Protest organisers to step up their campaign for water charges abolition

Garda put size of crowd at 30,000; organisers claim 100,000 attended

Harry McGee reports from the Water Protest at Merrion Square which has spread throughout Dublin. Video: Bryan O'Brien & Daniel O'Connor

 

Organisers of yesterday’s Right2Water protest demonstration, which caused considerable disruption in Dublin city centre, have pledged to step up their campaign in the New Year.

They claimed the size of the crowd had sent a clear message to the Government that water charges must be abolished.

However, the Government said it never regarded the rally or its size as an “acid” test of its strategy, and said no further concessions would be made.

The crowd was estimated at at 30,000-plus by the Garda, but this was disputed by organisers who claimed up to 100,000 were present. Estimating the number was more difficult than usual because of the way the protesters were spread out between the main rally and various satellite events

The five-hour rally at Merrion Square passed off peacefully, although there were some minor incidents and six people were arrested. Splinter groups held separate protests at the junction of Kildare Street and Nassau Street, and also on O’Connell Bridge and Butt Bridge, where protesters sat down to block traffic.

The cumulative effect of the rally and satellite demonstrations was widespread traffic disruption across the city centre for a number of hours.

In a statement Right2Water distanced itself from small groups involved in isolated incidents away from the main march. A Garda required stitches near his eye after being struck by a bottle on Kildare Street.

Richard Guiney, chief executive of DublinTown, a collective of 2,500 businesses in the city centre, estimated the cost of the protest in lost trade was €4-5 million. “A Wednesday at this time of the year would be the equivalent of a good Saturday at any other time of the year.” He estimated trade was down 35 per cent on O’Connell Street and 25 per cent on Henry Street.
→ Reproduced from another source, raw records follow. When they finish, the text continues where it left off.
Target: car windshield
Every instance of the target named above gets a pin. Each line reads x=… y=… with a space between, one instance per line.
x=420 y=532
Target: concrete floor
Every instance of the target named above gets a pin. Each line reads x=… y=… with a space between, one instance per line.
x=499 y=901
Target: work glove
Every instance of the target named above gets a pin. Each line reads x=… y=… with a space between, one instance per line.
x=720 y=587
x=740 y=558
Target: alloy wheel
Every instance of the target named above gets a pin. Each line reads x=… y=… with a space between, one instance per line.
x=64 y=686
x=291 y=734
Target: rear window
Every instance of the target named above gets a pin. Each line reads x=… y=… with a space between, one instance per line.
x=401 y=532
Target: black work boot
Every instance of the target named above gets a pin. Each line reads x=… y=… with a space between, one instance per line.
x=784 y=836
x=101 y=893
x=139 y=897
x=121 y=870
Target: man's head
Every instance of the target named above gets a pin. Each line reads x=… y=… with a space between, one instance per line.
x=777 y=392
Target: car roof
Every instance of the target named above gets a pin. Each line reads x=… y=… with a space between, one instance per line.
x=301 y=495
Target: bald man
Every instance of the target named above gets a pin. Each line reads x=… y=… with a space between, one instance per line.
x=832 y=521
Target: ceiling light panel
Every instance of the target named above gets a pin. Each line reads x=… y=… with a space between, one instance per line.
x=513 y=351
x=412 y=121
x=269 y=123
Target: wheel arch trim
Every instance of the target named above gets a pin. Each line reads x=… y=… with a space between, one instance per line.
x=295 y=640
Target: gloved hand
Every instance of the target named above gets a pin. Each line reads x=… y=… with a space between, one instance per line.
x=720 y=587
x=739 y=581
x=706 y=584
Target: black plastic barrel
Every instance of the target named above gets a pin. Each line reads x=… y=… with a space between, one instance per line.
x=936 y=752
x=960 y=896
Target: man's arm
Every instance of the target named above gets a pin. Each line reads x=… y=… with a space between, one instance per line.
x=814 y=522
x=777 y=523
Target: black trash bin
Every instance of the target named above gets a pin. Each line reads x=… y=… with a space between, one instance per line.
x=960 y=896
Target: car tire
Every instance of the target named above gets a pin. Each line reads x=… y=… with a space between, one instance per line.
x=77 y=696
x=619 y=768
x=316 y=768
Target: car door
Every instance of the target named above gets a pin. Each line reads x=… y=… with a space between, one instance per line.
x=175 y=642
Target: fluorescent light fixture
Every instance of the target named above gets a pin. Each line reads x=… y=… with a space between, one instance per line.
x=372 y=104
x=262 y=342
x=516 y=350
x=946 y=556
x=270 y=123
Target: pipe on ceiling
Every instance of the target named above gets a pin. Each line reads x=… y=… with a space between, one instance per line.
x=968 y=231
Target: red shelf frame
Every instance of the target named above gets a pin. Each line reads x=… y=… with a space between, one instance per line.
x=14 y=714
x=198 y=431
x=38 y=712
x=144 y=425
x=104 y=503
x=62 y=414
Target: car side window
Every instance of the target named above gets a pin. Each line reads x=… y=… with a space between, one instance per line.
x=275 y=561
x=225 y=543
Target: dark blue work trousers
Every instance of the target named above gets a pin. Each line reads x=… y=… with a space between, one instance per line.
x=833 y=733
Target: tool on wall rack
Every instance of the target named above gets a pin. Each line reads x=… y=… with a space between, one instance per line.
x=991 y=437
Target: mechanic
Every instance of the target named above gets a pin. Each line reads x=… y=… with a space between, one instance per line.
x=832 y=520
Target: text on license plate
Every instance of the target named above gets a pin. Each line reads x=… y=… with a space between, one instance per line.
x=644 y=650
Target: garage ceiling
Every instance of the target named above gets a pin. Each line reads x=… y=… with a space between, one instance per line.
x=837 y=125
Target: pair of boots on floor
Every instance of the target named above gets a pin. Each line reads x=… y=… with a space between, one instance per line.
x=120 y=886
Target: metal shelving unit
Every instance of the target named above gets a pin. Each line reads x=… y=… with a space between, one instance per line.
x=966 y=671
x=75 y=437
The main political figures supporting the anti-charges campaign said the size of the protest would force the Government’s hand into reversing charges and abolishing Irish Water.

Sinn Féin leader Gerry Adams praised the “people power” seen during the day, and said Irish Water and water charges should be scrapped.

Audience

The rally was addressed by more than a dozen representatives from Sinn Féin, smaller left-wing parties and Independent TDs.

Socialist Party TD Paul Murphy urged protesters to accelerate a campaign of non-payment of water charges when the first bills arrive in February.

Richard Boyd Barrett, the People Before Profit Alliance TD, told the crowd it was important to sustain the momentum after the protest. He urged people to attend the next national protest announced for January 31st.

Government sources said there was evidence households were beginning to sign up to Irish Water in significant number, with 900,000 having done so. Several Government backbenchers also pointed to the composition of the crowd, many of whom were evidently supporters of Sinn Féin and left-wing parties.

They said the rally did not have the same degree of support from across society as a previous protest in October.